Now that made me smile. Mandy had put her arm around Lizzie and her eyes were round. Lizzie was a step behind her sister, but as I watched, tendrils of worry crossed her face, like cloud over moon.
“I’m not angry,” I said finally. “I’m not tired either. I had a wonderful nap in your Uncle William’s truck on the way up. I’m ready for whatever the night brings. Black magic or not.”
Mandy tried to smile, tried to laugh, failed at both. Lizzie did better just keeping quiet.

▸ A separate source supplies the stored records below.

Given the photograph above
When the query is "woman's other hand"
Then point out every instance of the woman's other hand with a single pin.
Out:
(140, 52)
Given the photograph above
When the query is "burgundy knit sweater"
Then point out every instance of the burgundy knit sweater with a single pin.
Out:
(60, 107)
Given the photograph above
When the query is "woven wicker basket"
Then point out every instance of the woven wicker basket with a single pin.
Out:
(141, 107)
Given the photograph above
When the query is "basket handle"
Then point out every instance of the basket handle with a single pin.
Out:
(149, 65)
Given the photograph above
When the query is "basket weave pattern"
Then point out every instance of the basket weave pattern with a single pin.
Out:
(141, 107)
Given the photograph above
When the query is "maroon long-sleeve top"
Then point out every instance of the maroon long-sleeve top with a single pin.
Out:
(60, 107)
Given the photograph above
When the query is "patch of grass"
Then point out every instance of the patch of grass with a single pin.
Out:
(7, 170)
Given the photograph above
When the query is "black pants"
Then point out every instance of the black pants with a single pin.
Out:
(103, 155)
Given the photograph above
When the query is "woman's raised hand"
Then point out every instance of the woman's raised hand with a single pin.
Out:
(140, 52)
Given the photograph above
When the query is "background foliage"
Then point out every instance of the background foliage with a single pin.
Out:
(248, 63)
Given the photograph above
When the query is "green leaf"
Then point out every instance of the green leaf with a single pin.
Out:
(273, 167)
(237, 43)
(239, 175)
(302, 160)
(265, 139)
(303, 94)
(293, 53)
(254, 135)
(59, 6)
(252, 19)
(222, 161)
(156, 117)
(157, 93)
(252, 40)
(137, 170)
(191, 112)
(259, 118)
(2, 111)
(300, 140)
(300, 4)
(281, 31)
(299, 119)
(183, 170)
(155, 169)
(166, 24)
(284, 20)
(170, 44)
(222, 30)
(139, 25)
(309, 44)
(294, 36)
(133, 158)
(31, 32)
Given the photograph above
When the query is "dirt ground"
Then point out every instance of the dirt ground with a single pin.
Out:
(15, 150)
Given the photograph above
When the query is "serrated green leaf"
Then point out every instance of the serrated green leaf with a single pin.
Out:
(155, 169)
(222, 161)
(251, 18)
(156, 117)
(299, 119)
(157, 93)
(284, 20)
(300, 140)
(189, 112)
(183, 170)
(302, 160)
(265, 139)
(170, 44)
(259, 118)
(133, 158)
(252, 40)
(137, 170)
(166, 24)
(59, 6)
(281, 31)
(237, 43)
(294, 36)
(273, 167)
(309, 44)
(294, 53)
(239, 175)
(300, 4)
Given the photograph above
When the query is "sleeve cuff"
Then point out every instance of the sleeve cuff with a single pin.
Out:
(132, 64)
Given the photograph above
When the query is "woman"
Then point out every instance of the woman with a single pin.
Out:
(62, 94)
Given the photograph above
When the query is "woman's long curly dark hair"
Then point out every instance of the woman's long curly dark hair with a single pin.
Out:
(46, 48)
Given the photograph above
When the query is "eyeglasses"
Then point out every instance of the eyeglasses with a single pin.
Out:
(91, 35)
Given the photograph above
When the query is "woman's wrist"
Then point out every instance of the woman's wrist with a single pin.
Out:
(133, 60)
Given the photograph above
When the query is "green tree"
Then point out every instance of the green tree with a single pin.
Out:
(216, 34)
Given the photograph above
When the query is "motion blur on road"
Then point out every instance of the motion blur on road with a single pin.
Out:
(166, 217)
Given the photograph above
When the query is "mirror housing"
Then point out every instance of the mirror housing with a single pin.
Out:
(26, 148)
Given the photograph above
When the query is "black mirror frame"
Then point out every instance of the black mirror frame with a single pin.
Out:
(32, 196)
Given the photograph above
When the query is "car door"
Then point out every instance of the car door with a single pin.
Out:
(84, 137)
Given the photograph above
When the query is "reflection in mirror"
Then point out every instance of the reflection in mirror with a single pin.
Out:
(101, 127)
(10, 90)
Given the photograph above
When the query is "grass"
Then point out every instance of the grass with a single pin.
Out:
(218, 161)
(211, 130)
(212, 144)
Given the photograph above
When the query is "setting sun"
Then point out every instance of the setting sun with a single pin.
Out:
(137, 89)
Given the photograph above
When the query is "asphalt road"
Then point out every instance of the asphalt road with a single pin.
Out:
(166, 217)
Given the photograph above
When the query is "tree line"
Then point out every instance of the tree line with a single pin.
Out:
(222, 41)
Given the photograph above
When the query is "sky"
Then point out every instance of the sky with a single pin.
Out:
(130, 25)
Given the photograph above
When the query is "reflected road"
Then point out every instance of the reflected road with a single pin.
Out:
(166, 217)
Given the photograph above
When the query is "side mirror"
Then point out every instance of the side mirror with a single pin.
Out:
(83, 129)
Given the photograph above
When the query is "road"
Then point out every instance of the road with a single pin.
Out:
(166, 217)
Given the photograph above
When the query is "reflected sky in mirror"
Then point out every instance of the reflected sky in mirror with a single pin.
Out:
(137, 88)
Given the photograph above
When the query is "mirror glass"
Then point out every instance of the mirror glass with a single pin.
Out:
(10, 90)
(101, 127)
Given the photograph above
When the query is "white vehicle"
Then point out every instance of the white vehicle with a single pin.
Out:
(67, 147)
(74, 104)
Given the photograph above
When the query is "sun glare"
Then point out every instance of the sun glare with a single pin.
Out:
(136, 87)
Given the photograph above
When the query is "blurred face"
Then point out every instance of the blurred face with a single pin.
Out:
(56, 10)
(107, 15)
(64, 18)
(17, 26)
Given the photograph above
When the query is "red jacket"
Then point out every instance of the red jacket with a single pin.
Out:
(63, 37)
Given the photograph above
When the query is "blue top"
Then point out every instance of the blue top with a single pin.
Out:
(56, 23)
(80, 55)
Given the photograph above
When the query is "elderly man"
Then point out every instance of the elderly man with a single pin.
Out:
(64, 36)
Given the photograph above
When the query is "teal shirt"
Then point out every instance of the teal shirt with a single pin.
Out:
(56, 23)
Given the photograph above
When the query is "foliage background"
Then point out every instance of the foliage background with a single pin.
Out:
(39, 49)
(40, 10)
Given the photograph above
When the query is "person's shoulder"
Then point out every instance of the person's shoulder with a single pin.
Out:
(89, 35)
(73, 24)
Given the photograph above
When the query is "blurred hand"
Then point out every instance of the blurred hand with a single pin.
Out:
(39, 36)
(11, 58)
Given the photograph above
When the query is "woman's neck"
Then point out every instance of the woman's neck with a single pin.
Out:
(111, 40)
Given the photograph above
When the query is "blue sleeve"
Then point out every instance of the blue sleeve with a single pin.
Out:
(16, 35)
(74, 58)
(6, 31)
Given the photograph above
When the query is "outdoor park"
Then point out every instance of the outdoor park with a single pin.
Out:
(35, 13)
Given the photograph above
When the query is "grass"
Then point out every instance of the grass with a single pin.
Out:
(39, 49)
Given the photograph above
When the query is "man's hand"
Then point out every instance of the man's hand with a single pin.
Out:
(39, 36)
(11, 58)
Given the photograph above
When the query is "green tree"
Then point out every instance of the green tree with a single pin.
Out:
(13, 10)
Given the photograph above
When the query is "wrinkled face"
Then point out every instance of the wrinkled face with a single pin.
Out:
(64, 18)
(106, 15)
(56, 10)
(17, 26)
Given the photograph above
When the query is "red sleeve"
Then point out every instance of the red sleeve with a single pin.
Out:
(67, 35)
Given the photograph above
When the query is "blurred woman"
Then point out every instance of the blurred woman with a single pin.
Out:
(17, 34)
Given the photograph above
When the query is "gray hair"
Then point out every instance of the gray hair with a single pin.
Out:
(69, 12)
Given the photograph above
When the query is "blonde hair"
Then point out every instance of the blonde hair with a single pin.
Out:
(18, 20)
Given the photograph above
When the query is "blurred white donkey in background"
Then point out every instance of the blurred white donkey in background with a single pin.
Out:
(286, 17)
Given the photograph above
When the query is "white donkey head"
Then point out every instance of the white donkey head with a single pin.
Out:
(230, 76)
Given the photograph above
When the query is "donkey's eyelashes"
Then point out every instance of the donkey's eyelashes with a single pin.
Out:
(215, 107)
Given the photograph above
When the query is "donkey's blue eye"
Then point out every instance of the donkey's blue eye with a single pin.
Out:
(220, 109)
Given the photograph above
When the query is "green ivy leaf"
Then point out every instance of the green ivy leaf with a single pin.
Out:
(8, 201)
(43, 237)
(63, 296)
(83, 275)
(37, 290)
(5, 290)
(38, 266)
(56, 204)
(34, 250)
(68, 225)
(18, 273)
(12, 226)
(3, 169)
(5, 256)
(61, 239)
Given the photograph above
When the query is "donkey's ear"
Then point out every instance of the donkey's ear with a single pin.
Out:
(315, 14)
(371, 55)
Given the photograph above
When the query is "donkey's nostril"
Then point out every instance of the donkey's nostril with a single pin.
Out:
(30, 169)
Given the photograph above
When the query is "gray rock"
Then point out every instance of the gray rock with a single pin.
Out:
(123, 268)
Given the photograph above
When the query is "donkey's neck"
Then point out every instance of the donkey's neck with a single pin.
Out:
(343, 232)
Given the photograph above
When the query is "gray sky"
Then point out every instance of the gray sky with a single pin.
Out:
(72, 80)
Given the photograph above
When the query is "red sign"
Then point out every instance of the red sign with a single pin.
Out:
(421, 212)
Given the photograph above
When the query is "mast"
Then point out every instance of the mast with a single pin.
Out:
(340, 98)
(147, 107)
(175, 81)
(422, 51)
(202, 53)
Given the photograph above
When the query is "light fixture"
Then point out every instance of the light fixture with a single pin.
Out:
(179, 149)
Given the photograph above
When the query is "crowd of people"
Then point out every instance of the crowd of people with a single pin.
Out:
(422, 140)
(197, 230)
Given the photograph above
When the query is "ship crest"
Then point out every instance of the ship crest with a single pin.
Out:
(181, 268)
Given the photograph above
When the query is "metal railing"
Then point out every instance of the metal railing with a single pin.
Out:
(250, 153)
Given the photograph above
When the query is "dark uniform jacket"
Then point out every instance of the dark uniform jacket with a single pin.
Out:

I could barely see her trembling as I heard the familiar f
ootsteps approaching behind me.
“You’re good girls,” I said. “You can run along now.”
“They don’t have to be told twice,” said Gunnar as he stepped around the chair and bent to give me a kiss. “Help your mother!” he called after them as his daughters ran toward their family’s van.
Gunnar opened a canvas chair beside me and sat in it.
“You look good,” I said, and I wasn’t lying. Gunnar’s daughters had grown beyond recognition, splendid little weeds that they were; Janet’s sunburned face was gradually taking on the texture of cowhide, and she was, to be honest, going to fat. Yet Gunnar—here was the same handsome, strapping lad I’d hugged the last time we’d gathered here. He had cut off most of his long blond hair, and shaved the little pirate beard he’d been so proud of. Past that—the years had treated my eldest grandson tenderly. One might even say neglectfully.
“I don’t know what you said. But you scared the noses off my girls,” he said.